Me fui al mostrador de recepción y decidí esperar. No fue mucho tiempo ya que percibí el olor a chamusquina al poco. El escay de la silla de Serafín aparecía quemado en un diámetro aproximado a sus posaderas. Humeaba ya muy poco, dejando ver, tras una renegrida gomaespuma, la bandeja abarquillada de madera de la base.
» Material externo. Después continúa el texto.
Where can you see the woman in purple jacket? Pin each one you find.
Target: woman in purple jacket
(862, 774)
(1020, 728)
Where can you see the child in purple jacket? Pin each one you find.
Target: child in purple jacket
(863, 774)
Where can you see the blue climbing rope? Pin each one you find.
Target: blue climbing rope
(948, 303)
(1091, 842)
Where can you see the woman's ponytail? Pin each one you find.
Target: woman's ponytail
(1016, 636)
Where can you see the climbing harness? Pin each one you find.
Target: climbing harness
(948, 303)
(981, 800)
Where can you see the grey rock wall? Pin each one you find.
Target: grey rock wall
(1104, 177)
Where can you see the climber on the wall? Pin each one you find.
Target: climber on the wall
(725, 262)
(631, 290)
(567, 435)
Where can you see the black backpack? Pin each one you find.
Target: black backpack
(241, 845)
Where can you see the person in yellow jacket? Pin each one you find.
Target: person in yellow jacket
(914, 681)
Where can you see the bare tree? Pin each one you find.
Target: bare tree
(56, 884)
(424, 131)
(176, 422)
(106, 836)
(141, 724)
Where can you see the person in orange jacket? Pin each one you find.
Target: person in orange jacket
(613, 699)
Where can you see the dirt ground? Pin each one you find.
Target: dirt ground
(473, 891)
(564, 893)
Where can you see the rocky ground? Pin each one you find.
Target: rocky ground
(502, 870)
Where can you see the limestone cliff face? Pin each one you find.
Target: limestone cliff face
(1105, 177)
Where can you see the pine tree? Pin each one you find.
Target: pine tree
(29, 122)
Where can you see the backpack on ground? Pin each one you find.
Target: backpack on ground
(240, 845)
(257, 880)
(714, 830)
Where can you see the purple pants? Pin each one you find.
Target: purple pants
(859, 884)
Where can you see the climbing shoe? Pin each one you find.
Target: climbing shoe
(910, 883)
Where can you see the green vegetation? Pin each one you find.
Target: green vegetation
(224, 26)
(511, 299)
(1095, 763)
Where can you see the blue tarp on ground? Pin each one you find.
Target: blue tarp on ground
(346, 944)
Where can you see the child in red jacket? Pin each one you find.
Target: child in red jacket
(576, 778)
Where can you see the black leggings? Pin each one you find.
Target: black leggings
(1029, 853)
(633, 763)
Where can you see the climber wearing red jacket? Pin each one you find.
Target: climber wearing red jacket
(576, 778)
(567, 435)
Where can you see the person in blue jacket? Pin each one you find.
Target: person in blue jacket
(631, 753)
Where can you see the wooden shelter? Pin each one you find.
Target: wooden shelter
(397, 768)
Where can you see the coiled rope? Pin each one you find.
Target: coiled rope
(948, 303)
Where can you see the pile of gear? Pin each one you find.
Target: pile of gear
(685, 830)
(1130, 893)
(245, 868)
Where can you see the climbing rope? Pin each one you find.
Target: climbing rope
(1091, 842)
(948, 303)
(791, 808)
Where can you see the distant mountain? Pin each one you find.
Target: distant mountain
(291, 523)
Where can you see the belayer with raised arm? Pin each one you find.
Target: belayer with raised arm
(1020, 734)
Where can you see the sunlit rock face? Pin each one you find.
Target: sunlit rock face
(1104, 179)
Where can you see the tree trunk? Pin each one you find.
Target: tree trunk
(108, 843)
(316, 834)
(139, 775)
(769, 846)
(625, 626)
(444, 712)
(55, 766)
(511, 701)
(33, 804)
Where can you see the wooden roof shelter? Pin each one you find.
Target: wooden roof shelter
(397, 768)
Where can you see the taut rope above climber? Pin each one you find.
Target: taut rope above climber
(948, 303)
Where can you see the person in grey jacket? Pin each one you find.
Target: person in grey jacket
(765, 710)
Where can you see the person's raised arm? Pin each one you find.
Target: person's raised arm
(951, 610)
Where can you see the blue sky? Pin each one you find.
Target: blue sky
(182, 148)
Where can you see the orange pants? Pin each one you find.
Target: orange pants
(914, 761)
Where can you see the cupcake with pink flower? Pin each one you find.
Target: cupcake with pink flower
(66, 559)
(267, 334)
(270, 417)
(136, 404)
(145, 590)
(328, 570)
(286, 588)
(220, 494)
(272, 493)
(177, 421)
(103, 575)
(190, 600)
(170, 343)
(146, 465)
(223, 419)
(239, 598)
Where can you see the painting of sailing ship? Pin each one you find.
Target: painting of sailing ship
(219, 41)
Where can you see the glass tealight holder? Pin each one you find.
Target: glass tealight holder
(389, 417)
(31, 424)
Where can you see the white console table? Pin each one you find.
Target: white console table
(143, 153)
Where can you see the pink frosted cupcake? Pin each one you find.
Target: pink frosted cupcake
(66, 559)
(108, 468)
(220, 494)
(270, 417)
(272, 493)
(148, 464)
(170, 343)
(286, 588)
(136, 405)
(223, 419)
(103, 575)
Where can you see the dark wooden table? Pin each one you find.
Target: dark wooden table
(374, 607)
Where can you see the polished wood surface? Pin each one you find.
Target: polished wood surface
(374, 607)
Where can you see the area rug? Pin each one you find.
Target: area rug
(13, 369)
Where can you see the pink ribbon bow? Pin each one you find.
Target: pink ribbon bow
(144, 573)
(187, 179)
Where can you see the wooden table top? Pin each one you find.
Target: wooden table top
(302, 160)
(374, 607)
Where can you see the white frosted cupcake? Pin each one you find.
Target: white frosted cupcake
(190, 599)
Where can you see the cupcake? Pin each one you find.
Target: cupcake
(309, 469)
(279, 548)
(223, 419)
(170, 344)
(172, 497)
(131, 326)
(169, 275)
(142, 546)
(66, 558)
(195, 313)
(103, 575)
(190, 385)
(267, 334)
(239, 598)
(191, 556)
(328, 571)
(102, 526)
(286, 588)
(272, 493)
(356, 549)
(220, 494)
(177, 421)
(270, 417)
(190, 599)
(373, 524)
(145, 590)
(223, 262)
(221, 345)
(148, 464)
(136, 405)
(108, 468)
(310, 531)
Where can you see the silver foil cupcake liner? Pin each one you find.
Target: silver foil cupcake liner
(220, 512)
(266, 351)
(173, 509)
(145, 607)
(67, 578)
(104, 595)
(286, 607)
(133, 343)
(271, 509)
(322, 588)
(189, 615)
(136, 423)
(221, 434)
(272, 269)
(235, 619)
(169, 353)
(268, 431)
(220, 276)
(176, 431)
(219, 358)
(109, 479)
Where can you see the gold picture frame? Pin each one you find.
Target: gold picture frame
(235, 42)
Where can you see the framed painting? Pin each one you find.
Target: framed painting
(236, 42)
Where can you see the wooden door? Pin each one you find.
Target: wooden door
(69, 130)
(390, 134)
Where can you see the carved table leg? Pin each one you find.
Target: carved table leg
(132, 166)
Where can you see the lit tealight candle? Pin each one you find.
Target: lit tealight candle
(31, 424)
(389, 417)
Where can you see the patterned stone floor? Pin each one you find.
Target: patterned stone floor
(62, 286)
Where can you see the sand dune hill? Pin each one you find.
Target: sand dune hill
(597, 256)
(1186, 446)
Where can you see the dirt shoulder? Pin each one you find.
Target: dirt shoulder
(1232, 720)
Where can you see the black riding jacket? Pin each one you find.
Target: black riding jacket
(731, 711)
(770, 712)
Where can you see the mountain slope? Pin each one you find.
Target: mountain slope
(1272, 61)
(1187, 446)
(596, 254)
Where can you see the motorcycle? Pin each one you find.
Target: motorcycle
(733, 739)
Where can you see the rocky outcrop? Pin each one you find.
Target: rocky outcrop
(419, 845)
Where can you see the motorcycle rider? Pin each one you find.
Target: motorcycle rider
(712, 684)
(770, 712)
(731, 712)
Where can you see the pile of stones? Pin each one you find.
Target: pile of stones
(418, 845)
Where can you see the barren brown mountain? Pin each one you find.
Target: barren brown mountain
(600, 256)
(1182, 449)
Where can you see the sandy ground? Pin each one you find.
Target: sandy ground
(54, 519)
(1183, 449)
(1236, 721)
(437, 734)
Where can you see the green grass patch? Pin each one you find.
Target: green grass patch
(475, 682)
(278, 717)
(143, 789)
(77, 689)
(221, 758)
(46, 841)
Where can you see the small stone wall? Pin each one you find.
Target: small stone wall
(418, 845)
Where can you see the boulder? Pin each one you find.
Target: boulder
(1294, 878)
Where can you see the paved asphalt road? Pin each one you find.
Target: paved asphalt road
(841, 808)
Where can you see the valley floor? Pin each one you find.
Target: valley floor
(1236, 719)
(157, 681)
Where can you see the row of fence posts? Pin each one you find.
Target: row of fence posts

Salí dando tumbos a la calle y anduve, sin saber realmente adónde iba, hasta que me senté un banco público. Tenía que razonar. Tenía que ordenar los acontecimientos que me estaban haciendo dudar hasta de mi propia existencia. Pensé, cerrando los ojos, desembarazándome de la mochila y dejando los brazos relajados a lo largo del cuerpo (eso escuché en la tele que funcionaba cuando te asaltaba un ataque de estrés). No cabía duda que todos los desaparecidos habían mantenido contacto, aunque fuera mínimo, conmigo, que estaban relacionados con la indigencia de una u otra manera (caso de Serafín) y que se desintegraban sin que los de su alrededor, al parecer, se dieran cuenta. Sentí unos deseos intensos de poder conversar con alguien que me pudiera creer y entender. ¿Pero quién? La baja autoestima que me procuraba mi actual situación social se incrementaba con este aislamiento que me convertía en sabedor de algo que estaba ocurriendo y el absurdo de no poder compartirlo con nadie por lo, evidentemente, descabellado del asunto. ¿Y si, precisamente, todo lo ocurrido en las últimas horas fuera obra y gracia de la mentira que me había empeñado con mi familia? La ociosidad a ultranza, la meticulosidad para seguir viviendo la mentira, las ansias de entretenimiento, en definitiva, la orfandad de un desempleado sesentón que batalla contra la realidad, me decía, tratando de convencerme de que lo vivido en menos de veinticuatro horas era pura invención, puro disloque de un tipo residual de la sociedad.
Sin comer (olvidé la mochila en aquel banco), dejé que llegara el crespúsculo y me encaminé a mi casa dispuesto a mostrar mi realidad desnuda. Hablaría con mi mujer y mis hijos y les contaría todo, pero todo, todo.